I know we’re going long here, but I figured I could kill two birds with one stone by covering both stories. Now, while a bird in the hand is certainly better, after running around like a chicken with its head cut off, I finally got my ducks in a row, though getting to the column finish line can be a lot like herding cats.
Since I’m no deer in the headlights, despite being busy as a beaver, I stopped chasing my tail long enough to address the fact that PETA is just another batshit crazy liberal group, which makes going after them somewhat akin to shooting fish in a barrel.
But apparently, these birds of feather flocking together makes them sitting ducks for the kind of satirical response that means I’d never look this gift horse in the mouth. I don’t understand why PETA let this cat out of the bag because it only makes them seem pig-headed and that really gets my goat.

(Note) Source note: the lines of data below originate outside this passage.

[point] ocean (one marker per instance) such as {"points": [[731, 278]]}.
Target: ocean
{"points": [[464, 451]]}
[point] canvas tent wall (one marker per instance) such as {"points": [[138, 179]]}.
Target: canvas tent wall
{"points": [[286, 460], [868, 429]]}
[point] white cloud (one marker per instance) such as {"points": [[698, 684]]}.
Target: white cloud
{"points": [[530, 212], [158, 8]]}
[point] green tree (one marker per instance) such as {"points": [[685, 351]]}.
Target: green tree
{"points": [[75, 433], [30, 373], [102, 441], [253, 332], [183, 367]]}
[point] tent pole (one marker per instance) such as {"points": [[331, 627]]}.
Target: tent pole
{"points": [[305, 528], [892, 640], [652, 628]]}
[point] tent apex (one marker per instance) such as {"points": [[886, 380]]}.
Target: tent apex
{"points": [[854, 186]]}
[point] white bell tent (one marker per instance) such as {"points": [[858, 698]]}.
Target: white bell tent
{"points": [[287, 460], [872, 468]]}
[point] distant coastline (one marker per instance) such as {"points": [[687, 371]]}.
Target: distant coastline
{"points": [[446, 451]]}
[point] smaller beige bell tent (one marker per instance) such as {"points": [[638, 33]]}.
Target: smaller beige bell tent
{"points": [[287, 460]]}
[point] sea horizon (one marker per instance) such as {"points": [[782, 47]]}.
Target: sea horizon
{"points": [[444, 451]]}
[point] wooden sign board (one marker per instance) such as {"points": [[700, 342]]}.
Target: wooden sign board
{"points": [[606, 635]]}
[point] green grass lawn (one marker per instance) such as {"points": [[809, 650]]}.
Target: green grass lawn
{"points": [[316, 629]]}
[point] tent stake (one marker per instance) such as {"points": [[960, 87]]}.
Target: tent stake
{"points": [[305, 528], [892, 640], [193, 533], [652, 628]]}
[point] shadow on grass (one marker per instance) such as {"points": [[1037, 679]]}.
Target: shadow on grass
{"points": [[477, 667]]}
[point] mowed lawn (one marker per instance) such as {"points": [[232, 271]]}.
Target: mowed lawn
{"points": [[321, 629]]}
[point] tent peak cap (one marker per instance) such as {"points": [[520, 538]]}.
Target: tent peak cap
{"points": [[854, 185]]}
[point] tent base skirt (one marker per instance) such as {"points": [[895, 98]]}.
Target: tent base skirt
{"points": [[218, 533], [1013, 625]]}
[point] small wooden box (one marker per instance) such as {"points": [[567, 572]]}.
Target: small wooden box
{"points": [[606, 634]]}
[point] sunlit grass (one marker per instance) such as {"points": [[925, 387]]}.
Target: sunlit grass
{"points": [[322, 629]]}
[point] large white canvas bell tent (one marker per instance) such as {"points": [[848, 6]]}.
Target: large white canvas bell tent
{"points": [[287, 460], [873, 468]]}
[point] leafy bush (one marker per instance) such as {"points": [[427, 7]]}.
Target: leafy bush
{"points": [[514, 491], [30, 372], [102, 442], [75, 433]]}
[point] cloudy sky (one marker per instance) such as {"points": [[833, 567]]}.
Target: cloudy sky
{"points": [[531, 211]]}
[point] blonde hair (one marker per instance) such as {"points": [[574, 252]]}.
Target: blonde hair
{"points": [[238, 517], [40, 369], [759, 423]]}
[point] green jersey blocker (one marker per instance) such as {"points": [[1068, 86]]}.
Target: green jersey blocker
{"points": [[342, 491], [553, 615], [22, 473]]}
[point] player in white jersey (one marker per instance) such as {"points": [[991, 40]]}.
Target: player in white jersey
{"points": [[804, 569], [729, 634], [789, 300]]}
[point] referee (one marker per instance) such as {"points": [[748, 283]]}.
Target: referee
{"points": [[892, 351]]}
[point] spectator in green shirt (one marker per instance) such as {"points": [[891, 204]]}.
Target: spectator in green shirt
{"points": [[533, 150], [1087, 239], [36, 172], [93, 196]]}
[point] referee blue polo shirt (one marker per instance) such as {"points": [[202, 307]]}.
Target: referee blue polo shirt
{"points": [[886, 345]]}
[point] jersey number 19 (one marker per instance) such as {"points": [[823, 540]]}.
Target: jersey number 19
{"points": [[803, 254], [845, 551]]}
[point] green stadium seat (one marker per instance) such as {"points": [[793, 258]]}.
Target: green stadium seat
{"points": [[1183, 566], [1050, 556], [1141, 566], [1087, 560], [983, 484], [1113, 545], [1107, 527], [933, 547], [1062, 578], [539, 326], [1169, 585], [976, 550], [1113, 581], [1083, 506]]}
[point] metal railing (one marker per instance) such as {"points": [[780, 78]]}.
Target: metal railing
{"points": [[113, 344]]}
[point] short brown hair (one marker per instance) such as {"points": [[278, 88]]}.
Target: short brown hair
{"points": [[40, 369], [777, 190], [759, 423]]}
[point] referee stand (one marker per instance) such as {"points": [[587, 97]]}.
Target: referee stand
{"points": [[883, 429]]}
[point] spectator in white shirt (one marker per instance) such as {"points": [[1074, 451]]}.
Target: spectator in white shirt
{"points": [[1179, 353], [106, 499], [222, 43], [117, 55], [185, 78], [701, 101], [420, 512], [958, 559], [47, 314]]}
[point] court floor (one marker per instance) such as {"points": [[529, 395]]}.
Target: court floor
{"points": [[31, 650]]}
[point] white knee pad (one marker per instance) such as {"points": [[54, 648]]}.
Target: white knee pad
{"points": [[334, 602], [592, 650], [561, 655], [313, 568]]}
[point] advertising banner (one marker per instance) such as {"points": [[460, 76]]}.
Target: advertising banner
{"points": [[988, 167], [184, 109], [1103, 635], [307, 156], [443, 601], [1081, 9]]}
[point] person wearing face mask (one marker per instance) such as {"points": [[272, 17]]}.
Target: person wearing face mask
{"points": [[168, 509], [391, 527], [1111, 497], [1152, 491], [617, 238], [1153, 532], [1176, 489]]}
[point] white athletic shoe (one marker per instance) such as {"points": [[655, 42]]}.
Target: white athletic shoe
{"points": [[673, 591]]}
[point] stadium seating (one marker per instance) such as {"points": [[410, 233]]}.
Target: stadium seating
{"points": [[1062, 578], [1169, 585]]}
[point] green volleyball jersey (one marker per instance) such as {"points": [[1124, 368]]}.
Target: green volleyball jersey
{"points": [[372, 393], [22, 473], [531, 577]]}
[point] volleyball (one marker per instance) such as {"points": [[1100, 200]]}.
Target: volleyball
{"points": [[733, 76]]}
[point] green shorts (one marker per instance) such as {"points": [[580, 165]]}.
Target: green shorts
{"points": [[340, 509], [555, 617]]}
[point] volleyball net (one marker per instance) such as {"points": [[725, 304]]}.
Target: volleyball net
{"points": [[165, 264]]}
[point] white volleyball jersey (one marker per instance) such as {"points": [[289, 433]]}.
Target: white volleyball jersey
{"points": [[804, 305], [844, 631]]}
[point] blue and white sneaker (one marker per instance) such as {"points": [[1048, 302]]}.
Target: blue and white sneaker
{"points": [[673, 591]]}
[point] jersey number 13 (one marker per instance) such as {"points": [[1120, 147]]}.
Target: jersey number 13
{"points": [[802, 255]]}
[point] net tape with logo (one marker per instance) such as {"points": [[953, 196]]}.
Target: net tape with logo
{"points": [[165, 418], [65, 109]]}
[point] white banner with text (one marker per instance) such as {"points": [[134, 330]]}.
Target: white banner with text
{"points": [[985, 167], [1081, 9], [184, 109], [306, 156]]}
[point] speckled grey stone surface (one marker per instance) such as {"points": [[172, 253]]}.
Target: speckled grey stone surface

They really oughtta let sleeping dogs lie.
Trust me, I won’t count my chickens, but like lambs to the slaughter, I always appreciate how PETA goes whole hog into this kind of absurdity just like a bat out of hell. In fact, I’ve been trying to tell them to stop putting the cart before the horse, but my wisdom always seems to fall like pearls before swine.
Apparently, you can lead a horse to water, but you can’t make him drink.
I realize PETA has long-since jumped the shark and they won’t change their leopard-like spots even if hell gets cold enough to freeze the balls off a brass monkey, so why beat a dead horse?
You seriously can’t swing a dead cat without hitting a liberal with too much time on their hands and too many bats in their belfry these days.